IN WITNESS WHEREOF, X.X. XXXXXXXXX & SONS COMPANY has caused this
instrument to be executed as of the day and year first above written.
X.X. XXXXXXXXX & SONS COMPANY
By____________________________
Name:
Title:
The terms and conditions of the
foregoing Stock Option Agreement
are hereby accepted by the
undersigned this ____ day of
___________
____________________________
-8-
Exhibit A
X.X. XXXXXXXXX & SONS COMPANY
1995 STOCK INCENTIVE PLAN
BENEFICIARY DESIGNATION FORM
----------------------------
Stock Option Agreement (the "Option") dated: ________________
(fill in option date)
You may designate a primary beneficiary and a secondary beneficiary.

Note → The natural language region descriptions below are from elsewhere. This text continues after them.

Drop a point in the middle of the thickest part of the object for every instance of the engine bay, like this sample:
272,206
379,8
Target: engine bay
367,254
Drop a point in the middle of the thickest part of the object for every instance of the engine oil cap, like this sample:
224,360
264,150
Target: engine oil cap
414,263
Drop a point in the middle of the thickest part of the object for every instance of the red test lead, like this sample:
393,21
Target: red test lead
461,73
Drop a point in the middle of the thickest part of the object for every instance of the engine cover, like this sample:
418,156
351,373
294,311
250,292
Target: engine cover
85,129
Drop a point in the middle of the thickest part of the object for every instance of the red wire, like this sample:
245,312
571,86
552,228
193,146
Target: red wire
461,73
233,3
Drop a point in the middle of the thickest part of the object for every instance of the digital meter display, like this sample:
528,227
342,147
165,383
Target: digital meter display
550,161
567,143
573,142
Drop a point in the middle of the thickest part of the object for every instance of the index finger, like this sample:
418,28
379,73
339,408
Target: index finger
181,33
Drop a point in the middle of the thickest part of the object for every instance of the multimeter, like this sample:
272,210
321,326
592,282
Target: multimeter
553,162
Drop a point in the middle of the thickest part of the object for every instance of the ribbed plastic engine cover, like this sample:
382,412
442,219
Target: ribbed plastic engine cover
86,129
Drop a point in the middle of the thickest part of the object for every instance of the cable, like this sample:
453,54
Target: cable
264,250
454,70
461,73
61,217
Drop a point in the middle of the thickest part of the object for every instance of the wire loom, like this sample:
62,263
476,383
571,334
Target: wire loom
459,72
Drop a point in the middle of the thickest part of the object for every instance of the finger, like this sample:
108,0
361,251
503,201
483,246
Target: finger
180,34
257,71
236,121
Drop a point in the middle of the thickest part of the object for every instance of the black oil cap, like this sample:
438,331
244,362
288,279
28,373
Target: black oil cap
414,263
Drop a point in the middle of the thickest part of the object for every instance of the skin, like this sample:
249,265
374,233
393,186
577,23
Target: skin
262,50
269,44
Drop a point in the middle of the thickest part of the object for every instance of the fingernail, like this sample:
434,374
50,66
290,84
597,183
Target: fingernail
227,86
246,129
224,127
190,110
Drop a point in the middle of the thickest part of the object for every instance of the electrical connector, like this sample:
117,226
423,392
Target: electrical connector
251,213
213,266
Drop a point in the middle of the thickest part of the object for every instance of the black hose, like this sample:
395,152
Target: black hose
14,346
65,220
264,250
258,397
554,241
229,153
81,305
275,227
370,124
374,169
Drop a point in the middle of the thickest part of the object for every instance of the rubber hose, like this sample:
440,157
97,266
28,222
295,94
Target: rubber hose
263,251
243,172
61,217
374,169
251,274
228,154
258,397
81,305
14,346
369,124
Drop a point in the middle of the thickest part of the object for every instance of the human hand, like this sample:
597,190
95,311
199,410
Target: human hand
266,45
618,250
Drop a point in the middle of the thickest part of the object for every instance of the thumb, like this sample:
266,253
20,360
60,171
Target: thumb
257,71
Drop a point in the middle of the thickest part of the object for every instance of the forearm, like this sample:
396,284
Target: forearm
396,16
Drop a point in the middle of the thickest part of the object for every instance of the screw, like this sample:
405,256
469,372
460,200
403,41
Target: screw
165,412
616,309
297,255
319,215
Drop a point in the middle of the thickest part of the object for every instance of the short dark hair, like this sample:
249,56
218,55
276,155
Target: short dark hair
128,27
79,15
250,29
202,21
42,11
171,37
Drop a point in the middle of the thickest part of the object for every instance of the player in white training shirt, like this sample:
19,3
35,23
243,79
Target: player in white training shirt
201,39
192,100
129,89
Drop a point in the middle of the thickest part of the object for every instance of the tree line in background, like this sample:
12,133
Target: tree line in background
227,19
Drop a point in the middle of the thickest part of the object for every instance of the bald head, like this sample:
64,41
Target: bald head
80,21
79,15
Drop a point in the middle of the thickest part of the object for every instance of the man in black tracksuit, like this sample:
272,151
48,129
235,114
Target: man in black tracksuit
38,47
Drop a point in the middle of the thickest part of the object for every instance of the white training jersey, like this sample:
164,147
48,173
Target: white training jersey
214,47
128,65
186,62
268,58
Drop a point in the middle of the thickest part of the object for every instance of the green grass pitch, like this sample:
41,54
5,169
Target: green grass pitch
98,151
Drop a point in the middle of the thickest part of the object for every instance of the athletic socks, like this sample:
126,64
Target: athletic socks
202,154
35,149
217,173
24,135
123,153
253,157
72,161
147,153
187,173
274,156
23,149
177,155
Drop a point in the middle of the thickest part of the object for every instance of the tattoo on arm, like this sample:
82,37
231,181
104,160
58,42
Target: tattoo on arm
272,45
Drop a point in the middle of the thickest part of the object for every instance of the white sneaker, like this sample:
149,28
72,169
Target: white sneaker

You may name more than one person as a primary or secondary beneficiary. For
example, you may wish to name your spouse as primary beneficiary and your
children as secondary beneficiaries. Your secondary beneficiary(ies) will
receive nothing if any of your primary beneficiaries survive you. All primary
beneficiaries will share equally unless you indicate otherwise. The same rule
applies for secondary beneficiaries.
Designate Your Beneficiary(ies):
Primary Beneficiary(ies) (give name, address and
relationship to you):
___________________________________________________
___________________________________________________
___________________________________________________
Secondary Beneficiary(ies) (give name, address and
relationship to you):
___________________________________________________
___________________________________________________
___________________________________________________
I certify that my designation of beneficiary set forth
above is my free act and deed.
If you are married and are not naming your spouse as the sole primary
beneficiary, please print the name, address and social security number of your
spouse in the following space:
______________________________________________________________________________
______________________________________________________________________________
_________________________ _______________________________
Name (Please Print) Signature
______________________________
Date
This Beneficiary Designation Form shall be effective on the day it is
received by the Vice President, Compensation and Benefits of the Company at 00
Xxxx Xxxxxx Xxxxx, Xxxxxxx, Xxxxxxxx 00000-0000. This Form shall be (i)
delivered to the Vice President, Compensation and Benefits by personal delivery,
facsimile, United States mail or by express courier service and (ii) deemed to
be received upon personal delivery, upon confirmation of receipt of facsimile
transmission or upon receipt by the Vice President, Compensation and Benefits if
by United States mail or express courier service; provided, however, that if
this Form is not received during regular business hours, it shall be deemed to
be received on the next succeeding business day of the Company.
NOTICE: The signature on this Beneficiary Designation Form shall correspond to
the name in which the Option is registered in the books and records of the
Company; provided, however, that if the person executing this Form is not such
registered owner, proof of such person's right to execute this Form is being
delivered with this Form. The Company shall have sole and final authority to
determine whether such proof is satisfactory.